2. Cook the Pork Chops:
– In a large skillet, heat the olive oil over medium-high heat.
– Add the pork chops to the skillet and cook for about 4-5 minutes on each side, or until they are golden brown and cooked through. Remove the pork chops from the skillet and set aside.
3. Sauté the Vegetables:
– In the same skillet, add the butter, sliced mushrooms, and shallots. Sauté until the mushrooms are browned and the shallots are translucent, about 5 minutes.

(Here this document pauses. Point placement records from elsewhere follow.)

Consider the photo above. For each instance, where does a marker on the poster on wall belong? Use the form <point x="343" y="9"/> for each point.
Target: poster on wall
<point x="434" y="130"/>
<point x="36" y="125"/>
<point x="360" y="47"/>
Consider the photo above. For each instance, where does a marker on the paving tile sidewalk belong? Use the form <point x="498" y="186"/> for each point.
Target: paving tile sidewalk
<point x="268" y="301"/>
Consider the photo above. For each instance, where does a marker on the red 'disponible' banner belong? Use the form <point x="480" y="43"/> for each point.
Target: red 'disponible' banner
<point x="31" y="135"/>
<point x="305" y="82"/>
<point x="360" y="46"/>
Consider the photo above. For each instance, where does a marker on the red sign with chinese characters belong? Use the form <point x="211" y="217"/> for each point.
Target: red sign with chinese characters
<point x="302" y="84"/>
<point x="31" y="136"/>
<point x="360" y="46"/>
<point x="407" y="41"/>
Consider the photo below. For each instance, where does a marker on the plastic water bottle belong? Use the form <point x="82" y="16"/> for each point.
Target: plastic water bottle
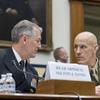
<point x="10" y="83"/>
<point x="2" y="83"/>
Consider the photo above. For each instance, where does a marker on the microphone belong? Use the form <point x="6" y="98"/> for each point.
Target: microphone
<point x="39" y="78"/>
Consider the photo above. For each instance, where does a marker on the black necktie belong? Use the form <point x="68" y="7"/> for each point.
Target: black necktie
<point x="22" y="64"/>
<point x="94" y="75"/>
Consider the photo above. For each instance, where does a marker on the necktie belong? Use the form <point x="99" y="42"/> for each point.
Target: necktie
<point x="94" y="74"/>
<point x="22" y="67"/>
<point x="22" y="64"/>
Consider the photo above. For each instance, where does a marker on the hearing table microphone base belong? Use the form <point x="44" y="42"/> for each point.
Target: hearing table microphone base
<point x="66" y="87"/>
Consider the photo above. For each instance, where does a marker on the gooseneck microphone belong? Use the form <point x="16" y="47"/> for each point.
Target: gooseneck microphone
<point x="26" y="72"/>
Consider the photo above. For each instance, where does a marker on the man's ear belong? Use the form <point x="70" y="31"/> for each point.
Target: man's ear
<point x="24" y="39"/>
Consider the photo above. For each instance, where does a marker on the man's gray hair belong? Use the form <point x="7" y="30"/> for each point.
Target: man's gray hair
<point x="23" y="27"/>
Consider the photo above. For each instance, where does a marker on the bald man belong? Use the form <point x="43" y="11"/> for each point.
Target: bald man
<point x="60" y="55"/>
<point x="85" y="48"/>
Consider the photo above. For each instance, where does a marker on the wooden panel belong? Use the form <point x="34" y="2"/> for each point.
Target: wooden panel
<point x="77" y="22"/>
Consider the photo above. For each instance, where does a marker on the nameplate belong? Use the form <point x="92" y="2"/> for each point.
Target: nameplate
<point x="67" y="71"/>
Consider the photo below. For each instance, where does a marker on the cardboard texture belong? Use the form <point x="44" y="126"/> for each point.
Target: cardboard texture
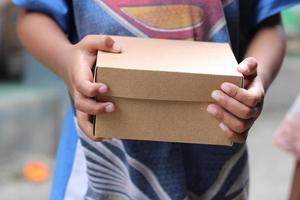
<point x="161" y="89"/>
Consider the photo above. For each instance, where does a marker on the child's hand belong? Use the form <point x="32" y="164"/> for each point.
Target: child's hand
<point x="237" y="108"/>
<point x="80" y="79"/>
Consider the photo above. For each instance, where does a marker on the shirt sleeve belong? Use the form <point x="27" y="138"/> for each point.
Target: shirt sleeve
<point x="267" y="8"/>
<point x="253" y="12"/>
<point x="59" y="10"/>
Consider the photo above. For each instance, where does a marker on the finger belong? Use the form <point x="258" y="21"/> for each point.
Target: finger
<point x="100" y="42"/>
<point x="248" y="67"/>
<point x="248" y="97"/>
<point x="233" y="106"/>
<point x="86" y="126"/>
<point x="90" y="106"/>
<point x="235" y="124"/>
<point x="90" y="89"/>
<point x="84" y="123"/>
<point x="234" y="137"/>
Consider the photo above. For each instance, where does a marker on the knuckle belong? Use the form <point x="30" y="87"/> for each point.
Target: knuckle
<point x="89" y="92"/>
<point x="246" y="112"/>
<point x="252" y="60"/>
<point x="256" y="99"/>
<point x="77" y="105"/>
<point x="87" y="38"/>
<point x="240" y="127"/>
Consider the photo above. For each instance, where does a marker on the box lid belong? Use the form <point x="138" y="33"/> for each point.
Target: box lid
<point x="161" y="69"/>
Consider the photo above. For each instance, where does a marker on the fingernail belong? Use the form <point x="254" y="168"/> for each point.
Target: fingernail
<point x="116" y="47"/>
<point x="109" y="108"/>
<point x="222" y="126"/>
<point x="216" y="95"/>
<point x="103" y="89"/>
<point x="244" y="67"/>
<point x="212" y="110"/>
<point x="226" y="88"/>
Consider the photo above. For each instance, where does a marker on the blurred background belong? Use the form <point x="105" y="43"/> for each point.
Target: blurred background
<point x="33" y="102"/>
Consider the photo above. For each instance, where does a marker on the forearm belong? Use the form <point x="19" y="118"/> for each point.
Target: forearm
<point x="44" y="39"/>
<point x="268" y="47"/>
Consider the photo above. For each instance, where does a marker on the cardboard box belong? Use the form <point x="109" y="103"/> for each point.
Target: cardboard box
<point x="161" y="89"/>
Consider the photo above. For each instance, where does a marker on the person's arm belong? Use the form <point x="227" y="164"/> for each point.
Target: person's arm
<point x="238" y="108"/>
<point x="44" y="39"/>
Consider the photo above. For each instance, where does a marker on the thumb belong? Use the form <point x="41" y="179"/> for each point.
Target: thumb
<point x="93" y="43"/>
<point x="248" y="67"/>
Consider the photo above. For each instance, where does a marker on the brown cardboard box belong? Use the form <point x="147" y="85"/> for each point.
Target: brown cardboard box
<point x="161" y="89"/>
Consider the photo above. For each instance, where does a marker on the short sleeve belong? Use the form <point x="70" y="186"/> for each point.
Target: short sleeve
<point x="59" y="10"/>
<point x="267" y="8"/>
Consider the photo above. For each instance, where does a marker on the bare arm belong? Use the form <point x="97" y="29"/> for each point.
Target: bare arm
<point x="238" y="108"/>
<point x="44" y="39"/>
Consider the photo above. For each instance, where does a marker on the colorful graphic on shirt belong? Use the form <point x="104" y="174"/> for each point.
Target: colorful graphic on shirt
<point x="173" y="19"/>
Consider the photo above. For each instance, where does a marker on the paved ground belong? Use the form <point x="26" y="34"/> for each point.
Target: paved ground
<point x="270" y="168"/>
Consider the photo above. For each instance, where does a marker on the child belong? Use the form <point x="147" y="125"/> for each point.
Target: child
<point x="122" y="169"/>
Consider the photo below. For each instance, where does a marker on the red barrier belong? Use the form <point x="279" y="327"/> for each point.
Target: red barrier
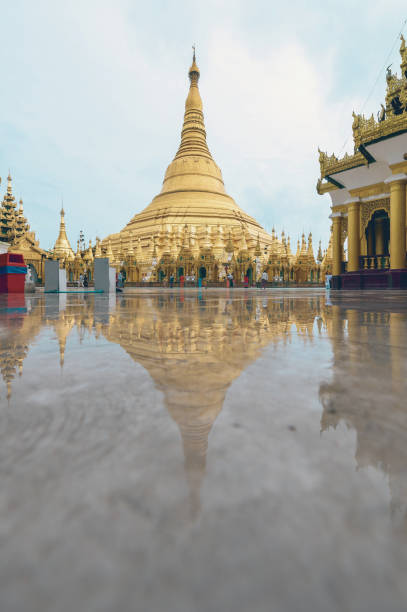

– Add the minced garlic and cook for another 1-2 minutes.
4. Deglaze the Skillet:
– Pour in the Marsala wine, scraping up any browned bits from the bottom of the skillet. Let it cook for 2-3 minutes to reduce slightly.
5. Make the Sauce:
– Add the chicken broth and heavy cream to the skillet, stirring to combine. Bring the sauce to a simmer and let it cook for about 5-7 minutes, or until the sauce has thickened.
6. Combine and Simmer:
– Return the pork chops to the skillet, spooning some of the sauce over the top.
– Let the pork chops simmer in the sauce for an additional 3-5 minutes to reheat and absorb the flavors.
7. Serve:
– Transfer the pork chops to a serving plate, spooning the mushroom Marsala sauce over the top.
– Garnish with freshly chopped parsley.
8. Enjoy:
– Serve the Pork Marsala with your favorite side dishes, such as mashed potatoes, pasta, or a fresh green salad.